NASA Astronaut, Jeanette Epps Emerge First Black Woman to join International Space Station

NASA astronaut, Jeanette Epps is set to make history as the first Black Woman to crew the International Space Station (ISS).
According to a press release, NASA announced Epps will join NASA astronauts Sunita Williams and Josh Cassada on a six-month expedition to the ISS planned for launch in 2021.
The trip will be Epps’ first spaceflight and the journey will make “the 49-year-old aerospace engineer of Syracuse, N.Y. the first Black woman to live and work aboard the station for a long-duration mission.”
Epps shared a video through her Twitter feed about joining the first operational crewed flight of Boeing’s CST-100 Starliner mission.

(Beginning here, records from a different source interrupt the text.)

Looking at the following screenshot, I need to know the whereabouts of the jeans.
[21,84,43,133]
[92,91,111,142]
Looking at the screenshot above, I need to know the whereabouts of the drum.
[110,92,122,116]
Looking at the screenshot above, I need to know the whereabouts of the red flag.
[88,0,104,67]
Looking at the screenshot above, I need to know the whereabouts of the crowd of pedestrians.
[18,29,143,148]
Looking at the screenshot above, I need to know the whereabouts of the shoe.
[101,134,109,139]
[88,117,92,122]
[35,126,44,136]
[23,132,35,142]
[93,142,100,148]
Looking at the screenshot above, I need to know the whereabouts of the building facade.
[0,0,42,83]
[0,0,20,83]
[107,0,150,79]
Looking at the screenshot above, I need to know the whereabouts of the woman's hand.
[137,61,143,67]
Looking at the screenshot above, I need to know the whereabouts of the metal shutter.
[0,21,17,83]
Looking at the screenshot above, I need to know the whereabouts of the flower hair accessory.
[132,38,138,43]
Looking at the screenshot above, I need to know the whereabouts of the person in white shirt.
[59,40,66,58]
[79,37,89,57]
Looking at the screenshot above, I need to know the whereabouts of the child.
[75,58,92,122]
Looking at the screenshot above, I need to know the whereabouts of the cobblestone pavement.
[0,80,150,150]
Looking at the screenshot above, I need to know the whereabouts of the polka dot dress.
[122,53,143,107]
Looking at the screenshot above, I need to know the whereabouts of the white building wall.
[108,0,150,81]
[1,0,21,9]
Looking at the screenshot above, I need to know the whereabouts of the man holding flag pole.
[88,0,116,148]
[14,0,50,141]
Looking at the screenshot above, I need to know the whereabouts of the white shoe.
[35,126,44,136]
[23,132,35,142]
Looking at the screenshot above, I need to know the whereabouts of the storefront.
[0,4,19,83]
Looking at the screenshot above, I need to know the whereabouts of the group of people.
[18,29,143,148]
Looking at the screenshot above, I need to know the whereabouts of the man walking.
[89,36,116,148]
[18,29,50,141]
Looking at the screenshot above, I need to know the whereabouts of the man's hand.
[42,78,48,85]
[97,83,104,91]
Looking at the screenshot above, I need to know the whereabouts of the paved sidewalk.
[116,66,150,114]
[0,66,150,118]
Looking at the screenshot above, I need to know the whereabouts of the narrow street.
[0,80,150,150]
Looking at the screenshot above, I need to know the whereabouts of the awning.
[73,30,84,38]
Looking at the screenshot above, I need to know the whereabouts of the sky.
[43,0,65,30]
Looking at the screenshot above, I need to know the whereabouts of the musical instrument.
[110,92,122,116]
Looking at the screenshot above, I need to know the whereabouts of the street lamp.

Thank you @JimBridenstine! I’m looking forward to the mission.🚀💫 https://t.co/h2xIJMK1Ef pic.twitter.com/cSRf1SE4cr
— Jeanette J. Epps (@Astro_Jeanette) August 25, 2020
NEWS: We assigned @Astro_Jeanette to NASA’s Boeing Starliner-1 mission, the first operational @BoeingSpace mission with @Astro_Josh and @Astro_Suni. Jeanette is a fantastic addition to the Starliner-1 team as we continue to #LaunchAmerica: https://t.co/2BzBhEJcBx pic.twitter.com/Ohq1lSB7eH
— Jim Bridenstine (@JimBridenstine) August 25, 2020
“Jeanette is a fantastic addition to the Starliner-1 team as we continue to #LaunchAmerica,” tweeted NASA Administrator Jim Bridenstine.
A former CIA technical intelligence officer, Epps was previously scheduled to travel to the ISS in 2018 only to be removed from the mission under mysterious circumstances.
“I don’t know where the decision came from and how it was made, in detail, or at what level,” Epps told Space.com.
Epps was also a NASA Graduate Student Researchers Project fellow, and has authored several journals and articles on her work.